Gli ultimi, in ordine di tempo, sono stati Brasile e Marocco. Il re Mohammed VI, ieri, ha concesso la grazia a 5.645 detenuti, selezionati in base all’età, stato di salute, durata della pena e buona condotta. Nelle stesse ore, il Dipartimento penitenziario nazionale di Brasilia ha comunicato il rilascio di 30mila prigionieri su ordine dei magistrati ordinari, in base alle indicazioni formulate dalla Corte suprema.

Le misure sono state motivate con l’urgenza di arginare il contagio di Covid riducendo la pressione nei penitenziari, ultra affollati in entrambi i Paesi. Il Brasile è al quarto posto al mondo per popolazione reclusa, dopo Usa, Cina e Russia, in base ai dati dell’International center for prison studies, con oltre 750mila prigionieri.

Ovvero più del doppio dei posti disponibili nelle attuali strutture. Il Marocco ha il record nordafricano con 56mila carcerati ammassati in 77 penitenziari.

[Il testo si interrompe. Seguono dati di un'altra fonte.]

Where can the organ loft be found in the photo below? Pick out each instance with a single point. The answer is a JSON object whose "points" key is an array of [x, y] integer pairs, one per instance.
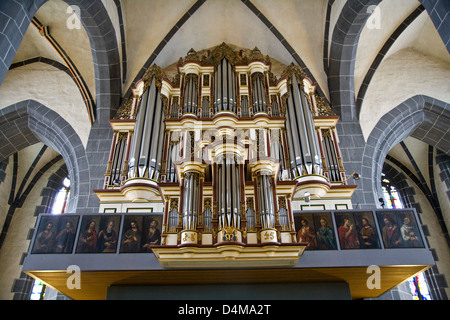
{"points": [[228, 149]]}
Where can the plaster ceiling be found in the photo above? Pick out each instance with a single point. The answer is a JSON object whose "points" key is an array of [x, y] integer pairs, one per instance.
{"points": [[301, 23]]}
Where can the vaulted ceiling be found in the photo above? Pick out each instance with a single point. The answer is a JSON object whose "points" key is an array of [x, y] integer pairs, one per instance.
{"points": [[370, 56]]}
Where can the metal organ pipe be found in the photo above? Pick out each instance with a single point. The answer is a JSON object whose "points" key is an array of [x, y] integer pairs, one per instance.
{"points": [[224, 87], [190, 201], [147, 141], [301, 136]]}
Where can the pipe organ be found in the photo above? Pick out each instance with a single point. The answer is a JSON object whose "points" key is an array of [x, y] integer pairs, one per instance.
{"points": [[226, 150]]}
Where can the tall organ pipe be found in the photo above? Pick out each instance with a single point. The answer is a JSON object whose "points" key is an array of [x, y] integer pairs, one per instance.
{"points": [[190, 96], [190, 201], [259, 93], [146, 145], [304, 149], [224, 87]]}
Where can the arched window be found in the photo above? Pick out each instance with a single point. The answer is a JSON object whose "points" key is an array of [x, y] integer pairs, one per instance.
{"points": [[393, 200], [61, 198], [390, 194], [59, 206]]}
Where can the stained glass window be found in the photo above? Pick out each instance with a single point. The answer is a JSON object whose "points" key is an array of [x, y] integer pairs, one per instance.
{"points": [[59, 206], [391, 196], [60, 203], [417, 284], [419, 288]]}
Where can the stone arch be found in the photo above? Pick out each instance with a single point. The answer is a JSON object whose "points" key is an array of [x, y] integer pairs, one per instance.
{"points": [[99, 28], [344, 44], [27, 122], [421, 117]]}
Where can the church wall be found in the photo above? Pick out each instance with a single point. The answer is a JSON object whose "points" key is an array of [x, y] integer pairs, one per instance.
{"points": [[24, 218]]}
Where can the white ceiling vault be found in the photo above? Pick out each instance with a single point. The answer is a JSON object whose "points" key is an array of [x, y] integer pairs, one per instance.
{"points": [[289, 31]]}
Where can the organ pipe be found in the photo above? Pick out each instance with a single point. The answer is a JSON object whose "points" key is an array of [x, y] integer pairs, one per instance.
{"points": [[229, 192], [190, 200], [147, 142]]}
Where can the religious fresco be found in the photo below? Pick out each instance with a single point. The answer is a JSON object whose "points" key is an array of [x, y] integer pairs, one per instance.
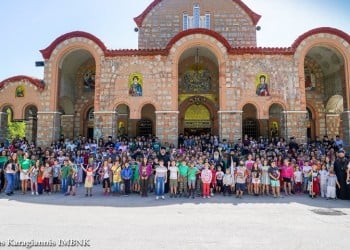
{"points": [[19, 91], [135, 84], [261, 82]]}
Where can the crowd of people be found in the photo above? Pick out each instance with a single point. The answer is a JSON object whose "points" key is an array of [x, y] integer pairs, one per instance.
{"points": [[200, 166]]}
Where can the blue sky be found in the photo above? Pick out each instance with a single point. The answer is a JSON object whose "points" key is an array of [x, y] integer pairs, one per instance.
{"points": [[28, 26]]}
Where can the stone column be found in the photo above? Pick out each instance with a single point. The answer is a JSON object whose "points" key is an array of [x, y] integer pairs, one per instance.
{"points": [[3, 126], [122, 120], [67, 124], [167, 123], [293, 124], [345, 122], [49, 128], [230, 125], [105, 121], [31, 129], [264, 128], [332, 124]]}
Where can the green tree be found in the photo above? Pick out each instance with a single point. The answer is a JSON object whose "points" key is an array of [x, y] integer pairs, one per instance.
{"points": [[15, 129]]}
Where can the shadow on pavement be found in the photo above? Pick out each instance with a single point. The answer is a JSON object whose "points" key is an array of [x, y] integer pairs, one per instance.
{"points": [[134, 200]]}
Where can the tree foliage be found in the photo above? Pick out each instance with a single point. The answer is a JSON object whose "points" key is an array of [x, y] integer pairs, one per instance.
{"points": [[15, 129]]}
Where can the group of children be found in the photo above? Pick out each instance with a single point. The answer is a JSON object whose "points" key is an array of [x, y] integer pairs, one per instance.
{"points": [[197, 177]]}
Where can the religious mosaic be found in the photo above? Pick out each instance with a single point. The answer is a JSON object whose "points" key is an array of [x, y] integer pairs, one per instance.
{"points": [[19, 91], [197, 79], [261, 82], [135, 84]]}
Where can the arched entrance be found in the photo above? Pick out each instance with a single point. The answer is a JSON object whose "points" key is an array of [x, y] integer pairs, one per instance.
{"points": [[310, 125], [324, 75], [30, 116], [76, 88], [123, 114], [250, 126], [145, 126], [275, 122], [198, 91], [89, 123], [197, 120]]}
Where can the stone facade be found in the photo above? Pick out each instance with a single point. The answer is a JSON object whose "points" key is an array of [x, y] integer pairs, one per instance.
{"points": [[86, 87]]}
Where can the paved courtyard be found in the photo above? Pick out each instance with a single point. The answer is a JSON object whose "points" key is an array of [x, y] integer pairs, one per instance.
{"points": [[101, 222]]}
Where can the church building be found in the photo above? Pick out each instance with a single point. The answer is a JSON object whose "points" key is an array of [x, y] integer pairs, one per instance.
{"points": [[197, 70]]}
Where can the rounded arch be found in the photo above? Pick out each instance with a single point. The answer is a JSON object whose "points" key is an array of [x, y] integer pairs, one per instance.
{"points": [[335, 104], [82, 45], [251, 102], [30, 110], [215, 48], [199, 100], [323, 37], [48, 51], [278, 102], [156, 106]]}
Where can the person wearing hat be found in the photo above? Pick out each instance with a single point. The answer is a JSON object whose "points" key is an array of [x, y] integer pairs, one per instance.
{"points": [[340, 169]]}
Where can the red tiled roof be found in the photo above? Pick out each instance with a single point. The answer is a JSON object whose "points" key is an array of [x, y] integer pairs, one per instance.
{"points": [[37, 82], [253, 16]]}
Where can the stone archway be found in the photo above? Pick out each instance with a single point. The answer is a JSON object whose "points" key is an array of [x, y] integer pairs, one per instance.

Condizioni in cui l’irruzione del coronavirus può provocare una catastrofe, come ha sottolineato l’alto commissario Onu per i diritti umani, Michelle Bachelet, che, il 25 marzo scorso, aveva rivolto un appello ai vari governi del mondo a liberare i reclusi più vulnerabili “fra cui gli anziani e i malati, oltre a quelli di minor pericolosità sociale”. Da allora, in vari hanno risposto.

Anche l’Iran, la Turchia e l’Indonesia hanno optato per il rilascio temporaneo di, rispettivamente, 85mila, 90mila e 30mila detenuti. L’Algeria e l’Iraq ne hanno rilasciato 716 e 756, seguiti dall’Afghanistan, che ha avviato la procedura per l’uscita di 10mila persone. Non è solo il Sud del mondo, dove le carceri di norma “scoppiano”.

Nella settimana tra il 14 e il 27 marzo, la Francia ha fatto un piano di scarcerazioni anticipate che ha portato fuori poco più di 3.513 persone, il 5 per cento del totale ma il ministero della Salute ha auspicato una riduzione del 30 per cento. Sabato, il premier britannico Boris Johnson, ha dato il via libera alla liberazione di 4mila reclusi, dopo che si erano registrati 88 contagi di Covid-19 in ventinove prigioni del Regno Unito.